A comunidade científica está convencida de que essa tecnologia, baseada no silício, está se esgotando em termos da capacidade de miniaturização. O passo seguinte será a passagem para a nanoeletrônica, em que componentes são construídos em escala nanométrica, mil vezes menores do que os componentes atuais.
Tudo indica que, nessa passagem de escala, quem vai dominar a tecnologia é o carbono, um elemento tão abundante na natureza quanto diverso em termos de propriedades físicas. Sua forma mais comum é o grafite, mas ele também aparece como diamante e até mesmo como material amorfo. Com a descoberta de novas formas de carbono – em especial o fulereno em 1985 e os nanotubos em 1991 –, o interesse pelas suas aplicações tecnológicas cresceu enormemente.

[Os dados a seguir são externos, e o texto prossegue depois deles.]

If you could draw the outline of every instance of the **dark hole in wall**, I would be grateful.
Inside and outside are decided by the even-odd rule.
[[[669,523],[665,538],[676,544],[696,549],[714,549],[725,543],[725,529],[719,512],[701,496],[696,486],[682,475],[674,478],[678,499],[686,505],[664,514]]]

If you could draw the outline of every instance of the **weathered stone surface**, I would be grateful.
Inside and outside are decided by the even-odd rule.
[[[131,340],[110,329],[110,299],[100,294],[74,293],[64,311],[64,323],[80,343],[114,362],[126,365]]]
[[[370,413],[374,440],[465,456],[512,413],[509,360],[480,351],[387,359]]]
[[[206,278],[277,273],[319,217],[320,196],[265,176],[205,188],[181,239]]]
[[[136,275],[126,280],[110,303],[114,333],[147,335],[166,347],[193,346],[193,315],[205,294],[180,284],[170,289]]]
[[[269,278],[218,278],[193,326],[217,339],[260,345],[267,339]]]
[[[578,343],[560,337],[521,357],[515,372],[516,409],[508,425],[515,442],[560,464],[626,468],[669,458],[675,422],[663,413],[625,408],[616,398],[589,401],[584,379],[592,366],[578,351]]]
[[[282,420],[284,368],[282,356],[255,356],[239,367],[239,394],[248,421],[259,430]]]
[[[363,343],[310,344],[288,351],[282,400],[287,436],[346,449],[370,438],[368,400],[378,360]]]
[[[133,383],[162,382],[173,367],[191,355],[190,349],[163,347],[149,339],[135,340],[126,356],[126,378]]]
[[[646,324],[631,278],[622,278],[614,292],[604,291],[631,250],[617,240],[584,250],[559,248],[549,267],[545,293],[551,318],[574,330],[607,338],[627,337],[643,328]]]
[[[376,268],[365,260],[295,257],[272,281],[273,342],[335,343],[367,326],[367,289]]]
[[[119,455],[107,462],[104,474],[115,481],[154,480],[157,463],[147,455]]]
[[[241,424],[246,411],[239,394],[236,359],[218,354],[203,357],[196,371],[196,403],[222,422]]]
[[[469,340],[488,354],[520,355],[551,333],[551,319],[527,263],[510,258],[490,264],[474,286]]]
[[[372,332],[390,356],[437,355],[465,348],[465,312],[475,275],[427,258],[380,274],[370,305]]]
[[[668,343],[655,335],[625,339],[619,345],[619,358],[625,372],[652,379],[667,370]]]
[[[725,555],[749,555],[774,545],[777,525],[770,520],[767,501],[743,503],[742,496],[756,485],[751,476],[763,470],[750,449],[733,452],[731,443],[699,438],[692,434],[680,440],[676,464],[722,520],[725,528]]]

O grafite, material de que vamos tratar aqui, é formado pelo empilhamento de planos atômicos, nos quais os átomos são arranjados em uma estrutura hexagonal similar à de um favo de mel. Desde 1987, esse plano atômico é denominado grafeno. Esse material tinha tudo para não chamar muito a atenção, mas agora se candidata a vedete da nanoeletrônica. Veio para desafiar o silício, destronar os nanotubos e violar teorias consagradas há mais de setenta anos.
Considere o grafeno como se fosse uma folha de papel. Podemos imaginar que essa folha pode ser manipulada para formar uma bola (fulereno) ou um canudo (nanotubo). Se muitas dessas folhas forem empilhadas, teremos o grafite tridimensional. É por isso que os descobridores do grafeno acham-no o máximo. Eles o consideram o elemento básico da família do grafite.
Um processo facilmente imaginado para a obtenção do grafeno seria a clivagem do grafite por intermédio de procedimentos químicos como a introdução de compostos nos espaços entre os planos atômicos. No entanto, os resultados obtidos com diferentes procedimentos nas últimas décadas foram insatisfatórios.
O pulo do gato e o golpe de sorte
Sem qualquer preocupação com esse tipo de problema, Andre Geim e seus colaboradores no Departamento de Física da Universidade de Manchester (Inglaterra) divertiam-se com um daqueles experimentos de “sexta-feira à noite”. Para relaxar, eles costumavam dedicar 10% do tempo para a realização de experimentos extravagantes, sem qualquer compromisso com a qualidade do resultado.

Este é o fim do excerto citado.